When is a decrease in training load advised?

If you’ve been dealing with a persistent niggle that isn’t worsening but isn’t improving and is hindering your ability to increase your training load, it’s recommended to cut back on training for a week or two. This will give your body a chance to heal and repair the injury. Obviously if the niggle is worsening then a reduction in training load is strongly recommended.

When external stresses increase – eg sleep deprivation , stress , illness  then it may be wise to reduce training to a lower level. Sleep is when most of our musculoskeletal repair occurs and if that is compromised then we are more likely to suffer an injury.

Red Flags in training.

If you experience any of the following it is strongly advised to stop your run immediately and walk home as a more serious injury is imminent.

– A muscular pain  or tightness that increases throughout  a run
– A sharp shooting muscular pain
– any pain that forces you to change the way you run

It is very unlikely any of these will be resolved by running further. The most likely scenario is you will turn a minor strain into a more serious one that needs a week or more off running.

Aside from monitoring training load how else can we can reduce risk of injury?

There are a few other ways that many claim will reduce our risk of injuries. The two most common are making sure you stretch after a run and making sure you do a proper warm down. Neither of these have any scientific backing.

However warming up before a harder session is advised. You can do this via a light run followed by some dynamic mobility work or some strides.

Strength work is often recommended to help prevent injury and whilst we still need more research to identify  what kind of exercises are best it does seem that some strength work will help reduce risk of injury.  However it wont make up for large increases in training load and can actually increase the training load so care must be taken to introduce strength work into the plan ( see the strength training video for more information )

The evidence on foam rolling is less favourable and whilst it probably isn’t going to do you any harm , it not likely to have a noticeable impact on recovery  or injury prevention.

Running biomechanics and injury.

The current research is inconclusive on the link between running biomechanics and injury prevention.  The current evidence based recommendation is not to  change the running form of an uninjured runner to prevent future injuries.

For injured runners there may be an argument to change running form but that should be determined on a case by case basis by a professional.

Heel Strike vs Mid foot strike

There is a lot of misinformation especially on social media that heel striking causes injury and we should all switch to mid foot.   

We will go into more detail on foot strike and running biomechanics in the running form video but for this video I will leave with the summary

It seems that heel strikers are more prone to knee injuries whereas  mid foot and forefoot strikers are more prone to calf and achilles injuries. Changing form may just switch one injury for another.

I would not suggest we encourage our athletes to change running form unless there is a very good reason to do so.
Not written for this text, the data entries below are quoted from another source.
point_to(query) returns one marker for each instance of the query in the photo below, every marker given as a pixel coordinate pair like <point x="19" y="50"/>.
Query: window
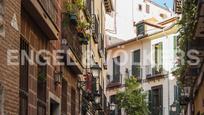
<point x="156" y="100"/>
<point x="73" y="101"/>
<point x="175" y="46"/>
<point x="158" y="58"/>
<point x="140" y="29"/>
<point x="2" y="12"/>
<point x="117" y="111"/>
<point x="64" y="97"/>
<point x="147" y="9"/>
<point x="140" y="7"/>
<point x="136" y="64"/>
<point x="24" y="48"/>
<point x="116" y="69"/>
<point x="41" y="88"/>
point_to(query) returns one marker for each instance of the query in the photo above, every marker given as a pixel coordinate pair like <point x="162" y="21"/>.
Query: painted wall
<point x="146" y="47"/>
<point x="120" y="23"/>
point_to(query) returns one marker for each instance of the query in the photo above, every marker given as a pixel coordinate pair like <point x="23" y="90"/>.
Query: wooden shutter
<point x="136" y="64"/>
<point x="24" y="68"/>
<point x="116" y="69"/>
<point x="73" y="101"/>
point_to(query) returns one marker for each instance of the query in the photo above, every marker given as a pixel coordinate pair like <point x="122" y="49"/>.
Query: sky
<point x="168" y="2"/>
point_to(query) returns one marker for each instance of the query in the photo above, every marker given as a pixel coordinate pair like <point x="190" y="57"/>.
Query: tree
<point x="132" y="99"/>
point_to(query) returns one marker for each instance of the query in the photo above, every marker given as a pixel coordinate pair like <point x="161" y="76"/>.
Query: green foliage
<point x="186" y="31"/>
<point x="74" y="7"/>
<point x="133" y="99"/>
Shoe Type and effect on injuries

Shoes can be classified into a number of different types  including minimalist,  maximalist , stability , motion control ,neutral ,cushioned ,  hard, soft   , carbon plated and  rockered.
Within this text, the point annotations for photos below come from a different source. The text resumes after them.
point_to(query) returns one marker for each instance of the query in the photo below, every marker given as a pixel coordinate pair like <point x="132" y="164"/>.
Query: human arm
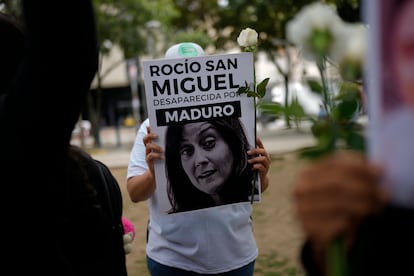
<point x="332" y="197"/>
<point x="141" y="184"/>
<point x="260" y="162"/>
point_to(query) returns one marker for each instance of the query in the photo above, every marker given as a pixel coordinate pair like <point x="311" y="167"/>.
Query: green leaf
<point x="261" y="87"/>
<point x="356" y="141"/>
<point x="243" y="90"/>
<point x="315" y="87"/>
<point x="274" y="109"/>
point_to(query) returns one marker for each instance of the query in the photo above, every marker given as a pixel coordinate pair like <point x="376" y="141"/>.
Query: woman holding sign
<point x="206" y="241"/>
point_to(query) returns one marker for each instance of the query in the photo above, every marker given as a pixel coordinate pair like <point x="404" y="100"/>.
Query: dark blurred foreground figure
<point x="45" y="73"/>
<point x="340" y="195"/>
<point x="92" y="236"/>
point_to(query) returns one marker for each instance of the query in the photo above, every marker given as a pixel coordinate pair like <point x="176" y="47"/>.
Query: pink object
<point x="128" y="226"/>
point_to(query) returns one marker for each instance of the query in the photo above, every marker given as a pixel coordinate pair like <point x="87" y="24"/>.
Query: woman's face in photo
<point x="404" y="52"/>
<point x="205" y="156"/>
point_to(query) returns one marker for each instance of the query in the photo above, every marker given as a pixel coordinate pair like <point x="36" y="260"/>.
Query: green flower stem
<point x="336" y="258"/>
<point x="325" y="93"/>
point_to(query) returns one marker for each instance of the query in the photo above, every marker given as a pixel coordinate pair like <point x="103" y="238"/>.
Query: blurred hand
<point x="332" y="196"/>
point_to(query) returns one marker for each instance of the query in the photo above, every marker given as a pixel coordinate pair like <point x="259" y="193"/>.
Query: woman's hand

There is no strong evidence that a certain shoe type can prevent  injuries better than another. As a coach I would steer away from any specific shoe recommendations and instead suggest the athlete tests different types to find what works for them.

There is some evidence however that rotating ones shoes can reduce risk of injury.

Golden rules to avoid injury

Don’t ignore niggles

Consistency in training is key.

Run today with tomorrow  in mind.

Increase training load based on when the body feels ready not when the training plan says to.